NB : Il y a un an j’ai publié sur le même thème un billet sous le titre « il faut de tout pour faire un monde ». Il n’a suscité que peu d’intérêt. Comme je ne m’explique pas cette réaction et que je considère le thème important, j’ai souhaité lui redonner une seconde chance. Le voici donc retraité, sous un nouveau titre.

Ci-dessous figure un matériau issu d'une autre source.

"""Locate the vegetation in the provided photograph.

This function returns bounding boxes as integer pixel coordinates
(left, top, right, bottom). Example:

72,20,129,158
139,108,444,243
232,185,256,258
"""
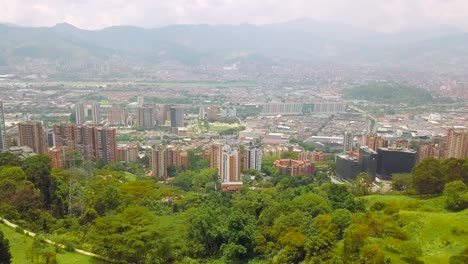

Pour décrire cette population, je me place dans l’hypothèse d’une première colonie de mille habitants telle que nous l’avons étudiée avec mon ami Richard Heidmann, fondateur de l’association Planète Mars (voir référence ci-dessous). Outre les scientifiques et les ingénieurs déjà mentionnés, les professionnels également mentionnés devront permettre de faire face à toutes les sollicitations d’une vie active, à tous les besoins de service (y compris ceux de policiers, de juges, de psychiatres, de banquiers), à la production de presque tous les biens tangibles nécessaires car il ne pourra y avoir que très peu de recours aux importations. D’abord parce que les arrivages sur Mars ne seront possibles que tous les 26 mois (il faudra attendre pour le voyage que les deux planètes soient en position convenable l’une par rapport à l’autre sur leur orbite respective), ensuite parce qu’on cherchera toujours à limiter les masses et les volumes importés en raison du coût du transport et de la capacité des soutes des vaisseaux spatiaux. En même temps qu’on s’efforcera de couvrir tous les besoins, on limitera donc au maximum le nombre de personnes nécessaires au fonctionnement de la Colonie puisque leur transport, le volume viabilisé de leur espace vital, leur maintien en bonne santé et leur rémunération coûteront fort cher. La société martienne sera extrêmement économe, mécanisée et robotisée.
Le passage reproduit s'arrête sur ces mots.